In a brilliant and famous Wired interview with Freeman Dyson by Stewart Brand, Dyson identifies “a return to village culture” as the most important opportunity of the 21st century, driven by three technologies: global access to free information, local energy self-sufficiency, and biotech, which together could “gentrify” (bring affluence, population stability and ecological awareness to) the villages. Dyson predicts the “collapse of the market economy” will bring about this opportunity, in ‘rising from the ashes’ style. He’s a great believer in technology, and impatient with and pessimistic about our political and economic systems, but he has faith in human ingenuity, and the power of multiple, coordinated small-scale experiments.

But suppose if, instead of waiting for the collapse of the market economy and the crumbling of the power elite, we brought about that collapse, guerrilla-style,  by making information free, by making local communities energy self-sufficient, and by taking the lead in biotech away from government and corporatists (the power elite) by working collaboratively, using the Power of Many, Open Source, unconstrained by corporate allegiance, patents and ‘shareholder expectations’?

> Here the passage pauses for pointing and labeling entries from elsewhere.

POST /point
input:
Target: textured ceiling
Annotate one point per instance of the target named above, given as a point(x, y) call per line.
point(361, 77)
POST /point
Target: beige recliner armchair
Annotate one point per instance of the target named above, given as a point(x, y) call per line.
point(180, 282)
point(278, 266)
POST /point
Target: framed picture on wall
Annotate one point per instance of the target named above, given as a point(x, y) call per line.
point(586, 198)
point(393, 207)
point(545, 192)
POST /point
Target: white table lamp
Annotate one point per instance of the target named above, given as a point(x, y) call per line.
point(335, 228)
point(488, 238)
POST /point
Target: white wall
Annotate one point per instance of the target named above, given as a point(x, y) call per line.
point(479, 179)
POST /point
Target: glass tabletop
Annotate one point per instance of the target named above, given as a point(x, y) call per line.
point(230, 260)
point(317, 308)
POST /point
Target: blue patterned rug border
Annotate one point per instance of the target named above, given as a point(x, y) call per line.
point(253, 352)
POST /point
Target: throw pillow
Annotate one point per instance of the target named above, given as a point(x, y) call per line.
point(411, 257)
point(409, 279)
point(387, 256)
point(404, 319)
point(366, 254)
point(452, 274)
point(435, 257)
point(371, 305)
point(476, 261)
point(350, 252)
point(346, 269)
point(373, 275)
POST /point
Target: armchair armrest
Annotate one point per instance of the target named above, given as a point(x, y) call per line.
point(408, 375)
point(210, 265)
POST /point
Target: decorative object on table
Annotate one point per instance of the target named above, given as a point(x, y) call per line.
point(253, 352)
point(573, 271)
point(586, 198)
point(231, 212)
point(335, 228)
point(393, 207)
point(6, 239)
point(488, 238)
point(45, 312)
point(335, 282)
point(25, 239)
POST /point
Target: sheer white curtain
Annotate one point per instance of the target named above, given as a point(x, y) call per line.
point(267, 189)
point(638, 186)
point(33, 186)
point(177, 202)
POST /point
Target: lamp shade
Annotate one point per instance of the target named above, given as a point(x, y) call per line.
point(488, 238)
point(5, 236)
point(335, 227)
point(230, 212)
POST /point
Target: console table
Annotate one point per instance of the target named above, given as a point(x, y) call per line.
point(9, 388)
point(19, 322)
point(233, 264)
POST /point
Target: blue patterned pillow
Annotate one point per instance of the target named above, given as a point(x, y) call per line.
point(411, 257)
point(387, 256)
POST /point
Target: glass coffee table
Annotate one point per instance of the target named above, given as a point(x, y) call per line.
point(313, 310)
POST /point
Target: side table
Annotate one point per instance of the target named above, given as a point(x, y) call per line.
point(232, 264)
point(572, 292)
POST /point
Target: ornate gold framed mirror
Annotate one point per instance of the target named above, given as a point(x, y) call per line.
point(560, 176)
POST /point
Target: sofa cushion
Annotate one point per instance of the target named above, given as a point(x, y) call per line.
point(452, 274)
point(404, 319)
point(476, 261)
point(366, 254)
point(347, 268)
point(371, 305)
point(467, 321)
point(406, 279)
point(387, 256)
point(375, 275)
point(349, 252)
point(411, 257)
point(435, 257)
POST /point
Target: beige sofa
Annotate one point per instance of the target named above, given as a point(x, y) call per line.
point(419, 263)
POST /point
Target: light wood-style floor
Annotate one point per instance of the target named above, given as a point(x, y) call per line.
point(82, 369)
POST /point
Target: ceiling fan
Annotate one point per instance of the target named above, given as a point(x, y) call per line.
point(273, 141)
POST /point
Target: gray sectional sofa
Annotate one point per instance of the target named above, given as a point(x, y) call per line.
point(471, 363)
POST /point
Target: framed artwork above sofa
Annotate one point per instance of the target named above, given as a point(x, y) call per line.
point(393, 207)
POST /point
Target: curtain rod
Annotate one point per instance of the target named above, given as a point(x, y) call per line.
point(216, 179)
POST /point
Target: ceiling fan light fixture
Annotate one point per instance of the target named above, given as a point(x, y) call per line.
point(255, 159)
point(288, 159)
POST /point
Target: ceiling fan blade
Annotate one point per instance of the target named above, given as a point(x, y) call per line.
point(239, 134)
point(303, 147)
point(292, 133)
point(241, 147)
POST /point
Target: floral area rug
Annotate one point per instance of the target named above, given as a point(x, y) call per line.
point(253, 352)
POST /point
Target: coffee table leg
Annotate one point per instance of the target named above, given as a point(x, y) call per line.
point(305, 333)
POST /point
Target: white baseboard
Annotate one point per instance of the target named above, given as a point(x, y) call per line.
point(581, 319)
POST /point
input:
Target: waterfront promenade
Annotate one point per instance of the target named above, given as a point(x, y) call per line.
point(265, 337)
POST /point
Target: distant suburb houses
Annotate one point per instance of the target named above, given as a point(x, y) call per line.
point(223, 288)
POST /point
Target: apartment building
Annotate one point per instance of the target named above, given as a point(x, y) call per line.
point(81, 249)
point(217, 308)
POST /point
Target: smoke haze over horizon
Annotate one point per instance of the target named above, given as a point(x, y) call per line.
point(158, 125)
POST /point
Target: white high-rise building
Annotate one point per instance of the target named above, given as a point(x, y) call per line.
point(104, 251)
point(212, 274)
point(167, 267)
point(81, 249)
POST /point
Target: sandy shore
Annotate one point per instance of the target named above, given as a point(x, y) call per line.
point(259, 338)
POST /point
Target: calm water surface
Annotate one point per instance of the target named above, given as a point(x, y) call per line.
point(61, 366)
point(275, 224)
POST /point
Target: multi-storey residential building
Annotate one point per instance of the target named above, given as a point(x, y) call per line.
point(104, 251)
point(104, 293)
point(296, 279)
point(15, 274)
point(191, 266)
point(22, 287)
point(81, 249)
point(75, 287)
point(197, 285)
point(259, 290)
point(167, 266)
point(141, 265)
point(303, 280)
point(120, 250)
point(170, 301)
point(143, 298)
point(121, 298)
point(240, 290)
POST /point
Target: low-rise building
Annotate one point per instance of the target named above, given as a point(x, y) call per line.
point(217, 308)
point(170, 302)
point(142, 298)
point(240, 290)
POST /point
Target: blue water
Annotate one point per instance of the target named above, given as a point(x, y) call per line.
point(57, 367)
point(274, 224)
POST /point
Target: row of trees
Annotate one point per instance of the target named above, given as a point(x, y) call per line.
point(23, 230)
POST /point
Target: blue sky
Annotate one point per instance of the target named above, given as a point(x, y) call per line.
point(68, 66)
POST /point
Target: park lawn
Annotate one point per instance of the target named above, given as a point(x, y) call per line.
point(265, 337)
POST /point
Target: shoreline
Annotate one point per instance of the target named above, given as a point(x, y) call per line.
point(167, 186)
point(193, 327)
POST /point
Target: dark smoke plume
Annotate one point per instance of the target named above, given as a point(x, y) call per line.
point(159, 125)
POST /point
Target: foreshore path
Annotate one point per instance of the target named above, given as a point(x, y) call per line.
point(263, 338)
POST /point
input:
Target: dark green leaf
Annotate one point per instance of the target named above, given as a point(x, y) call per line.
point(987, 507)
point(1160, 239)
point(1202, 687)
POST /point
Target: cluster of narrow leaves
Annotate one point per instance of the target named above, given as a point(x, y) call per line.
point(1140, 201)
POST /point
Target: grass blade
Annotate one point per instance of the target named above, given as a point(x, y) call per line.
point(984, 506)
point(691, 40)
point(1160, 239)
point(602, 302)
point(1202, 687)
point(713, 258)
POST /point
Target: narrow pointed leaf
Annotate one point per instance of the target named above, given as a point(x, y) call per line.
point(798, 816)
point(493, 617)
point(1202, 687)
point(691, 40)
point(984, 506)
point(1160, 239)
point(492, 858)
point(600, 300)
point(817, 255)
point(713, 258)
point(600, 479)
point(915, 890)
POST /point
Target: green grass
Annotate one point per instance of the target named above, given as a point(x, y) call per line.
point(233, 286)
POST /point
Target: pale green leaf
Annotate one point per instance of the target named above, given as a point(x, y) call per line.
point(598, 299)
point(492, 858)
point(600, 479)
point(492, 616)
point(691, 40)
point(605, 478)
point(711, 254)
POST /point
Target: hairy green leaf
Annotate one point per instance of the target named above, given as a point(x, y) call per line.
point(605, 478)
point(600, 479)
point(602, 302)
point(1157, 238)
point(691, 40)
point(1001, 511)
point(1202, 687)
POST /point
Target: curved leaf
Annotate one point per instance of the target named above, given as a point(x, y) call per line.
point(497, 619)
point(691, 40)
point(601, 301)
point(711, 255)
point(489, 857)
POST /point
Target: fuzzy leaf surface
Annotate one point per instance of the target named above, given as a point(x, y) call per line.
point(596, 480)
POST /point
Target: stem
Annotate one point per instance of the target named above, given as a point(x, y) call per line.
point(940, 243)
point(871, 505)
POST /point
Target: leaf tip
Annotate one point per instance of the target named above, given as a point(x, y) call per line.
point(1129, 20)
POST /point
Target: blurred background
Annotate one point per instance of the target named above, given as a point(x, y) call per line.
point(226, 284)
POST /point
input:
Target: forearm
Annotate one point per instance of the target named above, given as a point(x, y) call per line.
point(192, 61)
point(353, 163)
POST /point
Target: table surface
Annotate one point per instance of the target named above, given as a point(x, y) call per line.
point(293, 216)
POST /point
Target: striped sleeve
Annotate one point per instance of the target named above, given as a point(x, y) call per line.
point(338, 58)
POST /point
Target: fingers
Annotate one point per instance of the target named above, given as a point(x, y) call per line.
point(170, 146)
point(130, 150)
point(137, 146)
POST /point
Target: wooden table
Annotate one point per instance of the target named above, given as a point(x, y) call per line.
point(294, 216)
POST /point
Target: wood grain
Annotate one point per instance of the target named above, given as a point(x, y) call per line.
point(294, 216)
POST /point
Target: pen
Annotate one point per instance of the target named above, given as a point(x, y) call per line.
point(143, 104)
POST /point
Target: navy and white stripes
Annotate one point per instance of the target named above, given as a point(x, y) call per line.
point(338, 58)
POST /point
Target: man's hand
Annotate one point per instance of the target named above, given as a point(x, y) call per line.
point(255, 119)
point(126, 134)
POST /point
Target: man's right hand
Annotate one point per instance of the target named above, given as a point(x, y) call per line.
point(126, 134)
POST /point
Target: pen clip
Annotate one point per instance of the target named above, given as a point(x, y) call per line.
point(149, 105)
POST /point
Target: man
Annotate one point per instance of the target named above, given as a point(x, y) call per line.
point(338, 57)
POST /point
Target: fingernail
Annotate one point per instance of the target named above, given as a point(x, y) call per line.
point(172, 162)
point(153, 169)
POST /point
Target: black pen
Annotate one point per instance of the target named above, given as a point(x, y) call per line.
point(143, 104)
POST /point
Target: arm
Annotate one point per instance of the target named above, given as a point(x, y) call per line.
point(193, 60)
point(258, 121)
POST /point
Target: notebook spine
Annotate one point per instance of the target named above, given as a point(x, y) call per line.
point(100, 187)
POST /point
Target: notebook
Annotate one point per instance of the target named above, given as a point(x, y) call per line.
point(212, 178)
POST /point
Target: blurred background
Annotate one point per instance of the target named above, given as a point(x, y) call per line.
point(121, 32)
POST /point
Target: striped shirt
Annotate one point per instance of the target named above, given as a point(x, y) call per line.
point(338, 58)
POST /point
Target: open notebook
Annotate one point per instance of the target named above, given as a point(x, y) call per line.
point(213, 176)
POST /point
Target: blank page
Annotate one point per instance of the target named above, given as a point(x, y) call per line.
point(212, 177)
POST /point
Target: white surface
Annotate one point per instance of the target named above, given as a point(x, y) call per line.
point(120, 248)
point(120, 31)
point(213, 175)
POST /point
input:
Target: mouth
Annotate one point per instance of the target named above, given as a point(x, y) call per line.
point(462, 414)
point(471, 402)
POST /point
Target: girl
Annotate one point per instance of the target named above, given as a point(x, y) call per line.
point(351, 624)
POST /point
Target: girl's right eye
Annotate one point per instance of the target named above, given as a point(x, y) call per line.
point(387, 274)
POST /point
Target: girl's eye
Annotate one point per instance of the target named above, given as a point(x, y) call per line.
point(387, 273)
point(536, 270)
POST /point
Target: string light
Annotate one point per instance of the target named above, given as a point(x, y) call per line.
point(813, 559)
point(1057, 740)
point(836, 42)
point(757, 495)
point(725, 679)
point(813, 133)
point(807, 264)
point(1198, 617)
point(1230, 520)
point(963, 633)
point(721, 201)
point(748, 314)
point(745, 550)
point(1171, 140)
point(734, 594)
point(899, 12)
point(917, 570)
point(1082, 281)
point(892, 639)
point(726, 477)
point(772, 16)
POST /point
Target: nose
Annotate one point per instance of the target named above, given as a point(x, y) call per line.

Let’s picture what that would look like: Imagine Canada, for example, with its 30 million people living in 200,000 communities with an average of 150 people each. Thirty people in each community work as partners in Natural Enterprises in the information sector — teaching, training, and managing the technology, information and learning resources of the community. Twenty people in each community work as partners in Natural Enterprises in the energy sector — operating and maintaining the community wind turbines, solar collectors, geothermal pipes and other renewable energy infrastructure that sustains the community. Thirty people in each community work as partners in Natural Enterprises in the biotech sector — growing and reforming proteins to produce foods, fibers, medicines and materials to feed and clothe the residents of the community, maintain its physical infrastructure and keep its citizens healthy. Everyone in the community plays a role in looking after each other’s well-being, raising the children, cooking, cleaning, and entertaining. Each community is completely self-sufficient for all of its essential needs. Its information, any surplus energy and biological products, and its artistic creations and productions are shared freely with other communities. Young people are the connectors and meme-spreaders in the community — part of their education is traveling and staying in other communities to find the people they want to live with and to learn hands-on how to make a living by trying out roles in each sector of the local economy. No one commutes and there is no need for private transportation other than bicycles — solar-powered vehicles are borrowed as needed for visits to other communities.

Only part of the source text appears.